Lately i have been seeing a large number of bluebirds, just kinda wondering if these are early or is it the time for them to start showing again...........BEAUTIFUL birds.


----------



## Aspen Hill Adventures (Feb 25, 2001)

I see them on and off through the winter. Even get an odd resident robin now and then. Late this summer some young bluebirds, most likely nest mates, took up roosting in the corn hopper on my bird feeded. It's located outside my kitchen windows so I could observe them well. They'd all line up in a row and huddle together for the night. The would also seem to meet up at times during the day too. They also lined the area they slept in with grass. I thought that was interesting.

I'm not quite sure where they nest on my property but when the nestlings fledge the parents teach them to hunt grasshoppers in my field. Nearly every T-post has a blue bird on it watching for hoppers.


----------



## jpollman (Jan 14, 2001)

I'm not usually a big bird watcher so maybe that's why but I've only seen ONE bluebird in my life that I can remember.

It was about eight years ago and my (now) wife and I were checking out places to have our wedding. We wanted a nice small outdoor wedding. We were at the VanHoosen farm in Rochester. It is a VERY cool historic old farmhouse and museum. They rent it out for weddings and such. We were walking through the upstairs bedroom looking out on the property.
There was a tree branch right outside the window. My wife said "Come here and look at this view". As soon as I walked over to the window, a bluebird flew up and perched on the branch about 3' in front of us.
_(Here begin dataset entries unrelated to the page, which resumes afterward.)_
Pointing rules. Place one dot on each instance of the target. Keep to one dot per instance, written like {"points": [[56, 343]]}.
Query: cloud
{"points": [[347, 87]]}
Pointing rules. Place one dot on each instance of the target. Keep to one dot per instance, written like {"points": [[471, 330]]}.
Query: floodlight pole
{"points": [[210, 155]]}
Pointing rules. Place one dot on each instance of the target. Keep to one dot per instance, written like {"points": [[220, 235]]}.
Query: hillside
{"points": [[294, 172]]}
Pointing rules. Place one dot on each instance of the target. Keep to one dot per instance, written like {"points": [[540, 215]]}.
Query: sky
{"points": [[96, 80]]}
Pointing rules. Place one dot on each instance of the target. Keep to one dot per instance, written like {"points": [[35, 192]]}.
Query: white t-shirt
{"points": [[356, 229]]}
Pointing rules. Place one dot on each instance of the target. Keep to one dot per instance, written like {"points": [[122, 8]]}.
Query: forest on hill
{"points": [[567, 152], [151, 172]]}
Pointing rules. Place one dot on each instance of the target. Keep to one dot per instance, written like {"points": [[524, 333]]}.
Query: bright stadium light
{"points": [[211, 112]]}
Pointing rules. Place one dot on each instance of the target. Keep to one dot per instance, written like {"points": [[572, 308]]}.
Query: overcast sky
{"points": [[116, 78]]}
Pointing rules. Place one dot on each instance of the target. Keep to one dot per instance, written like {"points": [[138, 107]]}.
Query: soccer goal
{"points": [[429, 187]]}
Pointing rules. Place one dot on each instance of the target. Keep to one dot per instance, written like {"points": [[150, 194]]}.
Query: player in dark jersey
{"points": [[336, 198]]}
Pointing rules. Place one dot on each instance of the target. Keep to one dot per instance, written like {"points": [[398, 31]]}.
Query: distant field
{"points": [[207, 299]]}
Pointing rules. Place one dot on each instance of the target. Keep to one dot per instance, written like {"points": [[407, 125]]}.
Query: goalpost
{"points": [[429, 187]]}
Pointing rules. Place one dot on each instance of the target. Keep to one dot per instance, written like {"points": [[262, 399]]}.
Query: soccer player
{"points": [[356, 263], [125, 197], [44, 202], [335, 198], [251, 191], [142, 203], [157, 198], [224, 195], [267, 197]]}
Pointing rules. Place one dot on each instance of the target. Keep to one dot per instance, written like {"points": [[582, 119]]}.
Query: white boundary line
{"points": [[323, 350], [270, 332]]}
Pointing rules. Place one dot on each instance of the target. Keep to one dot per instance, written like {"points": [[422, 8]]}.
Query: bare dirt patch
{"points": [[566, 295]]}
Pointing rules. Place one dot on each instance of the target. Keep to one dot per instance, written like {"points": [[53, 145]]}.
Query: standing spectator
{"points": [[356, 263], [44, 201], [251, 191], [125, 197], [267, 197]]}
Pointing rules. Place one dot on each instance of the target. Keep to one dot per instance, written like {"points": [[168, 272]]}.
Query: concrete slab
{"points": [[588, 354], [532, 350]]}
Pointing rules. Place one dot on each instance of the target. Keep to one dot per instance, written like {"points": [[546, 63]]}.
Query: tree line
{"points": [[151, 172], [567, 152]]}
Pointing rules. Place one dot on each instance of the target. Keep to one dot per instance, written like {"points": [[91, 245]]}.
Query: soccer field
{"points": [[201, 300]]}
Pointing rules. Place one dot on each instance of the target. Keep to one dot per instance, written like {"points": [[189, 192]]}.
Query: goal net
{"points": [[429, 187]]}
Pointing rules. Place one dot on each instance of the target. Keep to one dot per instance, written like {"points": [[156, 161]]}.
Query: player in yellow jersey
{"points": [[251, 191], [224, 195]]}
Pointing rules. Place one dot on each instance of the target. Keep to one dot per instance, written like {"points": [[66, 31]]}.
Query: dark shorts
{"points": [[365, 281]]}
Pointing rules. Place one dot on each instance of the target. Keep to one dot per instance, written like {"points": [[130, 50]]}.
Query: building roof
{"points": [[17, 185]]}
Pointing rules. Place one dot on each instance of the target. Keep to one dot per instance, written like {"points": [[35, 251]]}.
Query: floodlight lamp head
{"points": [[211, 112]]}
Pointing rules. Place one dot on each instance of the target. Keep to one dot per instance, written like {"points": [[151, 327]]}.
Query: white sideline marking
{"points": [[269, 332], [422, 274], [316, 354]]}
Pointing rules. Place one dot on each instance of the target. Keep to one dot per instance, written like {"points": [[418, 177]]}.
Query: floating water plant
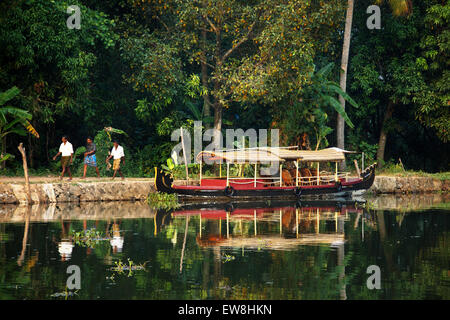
{"points": [[88, 238], [227, 258], [122, 268]]}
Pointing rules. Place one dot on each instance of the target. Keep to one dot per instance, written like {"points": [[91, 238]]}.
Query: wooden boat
{"points": [[303, 185]]}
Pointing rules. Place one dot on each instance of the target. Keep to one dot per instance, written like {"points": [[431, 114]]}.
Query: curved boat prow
{"points": [[163, 181]]}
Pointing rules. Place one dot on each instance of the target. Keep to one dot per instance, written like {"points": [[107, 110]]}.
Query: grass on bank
{"points": [[398, 171], [161, 200]]}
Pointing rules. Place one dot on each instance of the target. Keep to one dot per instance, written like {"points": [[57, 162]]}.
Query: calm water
{"points": [[252, 251]]}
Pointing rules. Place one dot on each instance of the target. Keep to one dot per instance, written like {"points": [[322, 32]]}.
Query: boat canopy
{"points": [[272, 154], [256, 155]]}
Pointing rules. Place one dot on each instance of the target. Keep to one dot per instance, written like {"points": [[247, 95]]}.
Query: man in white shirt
{"points": [[118, 154], [66, 152]]}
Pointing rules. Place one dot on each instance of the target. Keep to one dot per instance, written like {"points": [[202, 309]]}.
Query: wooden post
{"points": [[281, 222], [357, 168], [254, 213], [281, 175], [184, 156], [25, 170], [184, 243], [200, 215], [228, 174], [336, 173], [362, 161], [318, 221], [228, 227]]}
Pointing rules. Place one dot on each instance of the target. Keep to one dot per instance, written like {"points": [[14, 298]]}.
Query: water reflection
{"points": [[266, 250]]}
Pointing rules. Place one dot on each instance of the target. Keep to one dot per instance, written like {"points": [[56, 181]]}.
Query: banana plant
{"points": [[19, 125]]}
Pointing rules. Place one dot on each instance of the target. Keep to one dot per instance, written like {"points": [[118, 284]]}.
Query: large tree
{"points": [[399, 8], [257, 51]]}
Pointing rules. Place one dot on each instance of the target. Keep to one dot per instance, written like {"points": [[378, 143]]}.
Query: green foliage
{"points": [[12, 120], [313, 107], [88, 238], [161, 200]]}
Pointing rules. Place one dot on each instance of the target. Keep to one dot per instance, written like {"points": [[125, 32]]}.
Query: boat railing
{"points": [[301, 180]]}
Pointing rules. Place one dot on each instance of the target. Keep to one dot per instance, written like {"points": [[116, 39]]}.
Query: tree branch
{"points": [[211, 24], [231, 50]]}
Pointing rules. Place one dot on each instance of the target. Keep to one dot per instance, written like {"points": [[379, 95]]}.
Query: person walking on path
{"points": [[66, 152], [89, 157], [118, 154]]}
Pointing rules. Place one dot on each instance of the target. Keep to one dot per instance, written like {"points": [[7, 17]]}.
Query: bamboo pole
{"points": [[362, 161], [184, 156], [318, 169], [357, 168], [336, 173], [228, 227], [281, 175], [184, 243], [200, 215], [228, 174], [254, 213], [25, 170], [254, 181]]}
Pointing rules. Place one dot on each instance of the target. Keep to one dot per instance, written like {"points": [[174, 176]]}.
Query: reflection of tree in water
{"points": [[418, 252]]}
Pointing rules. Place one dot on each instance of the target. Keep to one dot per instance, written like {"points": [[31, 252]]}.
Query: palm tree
{"points": [[19, 116], [399, 8]]}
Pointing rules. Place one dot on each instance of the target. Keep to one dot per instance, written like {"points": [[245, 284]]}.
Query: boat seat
{"points": [[287, 178], [305, 172]]}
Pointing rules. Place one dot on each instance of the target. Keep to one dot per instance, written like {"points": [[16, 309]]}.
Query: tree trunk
{"points": [[30, 151], [3, 151], [383, 134], [340, 126]]}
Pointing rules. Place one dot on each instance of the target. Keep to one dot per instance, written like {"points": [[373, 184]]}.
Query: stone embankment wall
{"points": [[77, 192], [402, 185], [139, 190]]}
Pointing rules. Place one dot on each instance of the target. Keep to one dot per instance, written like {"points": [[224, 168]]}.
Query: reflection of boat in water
{"points": [[290, 181], [277, 225], [227, 229]]}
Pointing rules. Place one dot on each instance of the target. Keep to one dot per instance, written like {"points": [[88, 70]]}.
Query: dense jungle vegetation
{"points": [[148, 67]]}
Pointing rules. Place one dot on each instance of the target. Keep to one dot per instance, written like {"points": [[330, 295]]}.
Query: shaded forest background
{"points": [[149, 67]]}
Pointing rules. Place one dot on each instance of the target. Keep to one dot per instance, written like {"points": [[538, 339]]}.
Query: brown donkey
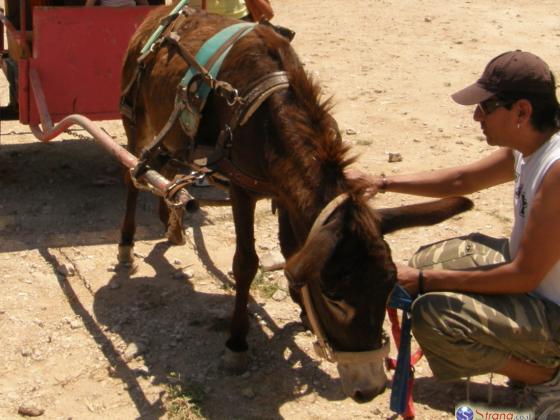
{"points": [[289, 149]]}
It was way cool. We stopped and looked at each other. My wife said "THIS is where we're having the wedding, it's GOT to be a sign". Well, we didn't have to do anymore looking after that. Funny thing is, that was the FIRST place we looked at. Two years after we were married, we had our son. Maybe it WAS a bluebird of happiness.
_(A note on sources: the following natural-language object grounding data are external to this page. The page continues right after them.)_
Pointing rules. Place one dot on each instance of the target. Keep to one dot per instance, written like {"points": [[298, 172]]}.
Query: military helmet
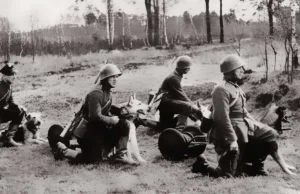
{"points": [[231, 62], [184, 62], [175, 144], [109, 70]]}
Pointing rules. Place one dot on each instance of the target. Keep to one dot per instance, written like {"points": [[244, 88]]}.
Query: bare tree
{"points": [[33, 20], [165, 37], [221, 23], [156, 22], [110, 23], [23, 40], [208, 28], [149, 29]]}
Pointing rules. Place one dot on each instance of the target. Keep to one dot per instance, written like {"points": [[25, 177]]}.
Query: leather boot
{"points": [[228, 163], [63, 150], [11, 142], [121, 151], [258, 169]]}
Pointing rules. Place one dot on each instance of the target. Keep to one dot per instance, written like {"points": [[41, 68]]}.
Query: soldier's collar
{"points": [[236, 85], [178, 74]]}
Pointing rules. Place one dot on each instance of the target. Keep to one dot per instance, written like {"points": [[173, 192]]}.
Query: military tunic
{"points": [[9, 110], [175, 101], [232, 122]]}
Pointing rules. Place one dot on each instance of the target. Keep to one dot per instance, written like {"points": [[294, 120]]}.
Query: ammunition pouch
{"points": [[81, 128], [175, 144]]}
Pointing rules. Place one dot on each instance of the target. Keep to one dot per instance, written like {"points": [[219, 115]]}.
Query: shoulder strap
{"points": [[235, 100]]}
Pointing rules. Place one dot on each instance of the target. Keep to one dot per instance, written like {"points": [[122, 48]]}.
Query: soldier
{"points": [[99, 130], [234, 127], [175, 101], [9, 110]]}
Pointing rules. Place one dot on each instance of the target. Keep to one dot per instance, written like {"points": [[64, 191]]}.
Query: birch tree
{"points": [[110, 23]]}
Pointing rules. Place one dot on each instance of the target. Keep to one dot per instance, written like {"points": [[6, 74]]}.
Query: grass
{"points": [[32, 168]]}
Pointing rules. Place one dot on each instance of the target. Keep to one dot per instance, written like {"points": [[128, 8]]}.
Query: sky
{"points": [[49, 11]]}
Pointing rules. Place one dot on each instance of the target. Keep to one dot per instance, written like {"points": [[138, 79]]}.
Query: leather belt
{"points": [[236, 115]]}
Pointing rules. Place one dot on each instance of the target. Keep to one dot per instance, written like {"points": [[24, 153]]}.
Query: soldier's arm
{"points": [[221, 117], [177, 88], [95, 114], [11, 102]]}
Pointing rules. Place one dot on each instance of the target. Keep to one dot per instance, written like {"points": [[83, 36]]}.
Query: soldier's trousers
{"points": [[168, 108], [13, 114], [98, 141]]}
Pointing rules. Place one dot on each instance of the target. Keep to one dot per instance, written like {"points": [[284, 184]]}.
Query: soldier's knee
{"points": [[123, 127], [272, 146]]}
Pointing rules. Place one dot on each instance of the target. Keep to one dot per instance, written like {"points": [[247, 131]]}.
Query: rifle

Ok, you can all say it at once. 

AWWWWWWW !


----------



## o town (Oct 29, 2000)

Some observations from this year involve the robins.
Usually the robins come through in the fall for about a week from up north with you guys and then we don't see them until spring. This year, they stayed and were everywhere. From the posts that I'm seeing, it's just a mild winter and the birds know it.
The robins here are thinning out as are the ducks, so I guess they are headed north.
We have a friend who is a bluebird nut and she's given us a bluebird feeder and nest box, but no bluebirds have showed up to enjoy the bounty in 4 years, but we keep hoping as they are a wonderful little bird. 
One thing that we noticed 2 years aqo at my place up there was the doves. In 50 years, I don't remember seeing any doves up there, but they were everywhere. Maybe a nuisance law would get you guys a dove season.

o town


----------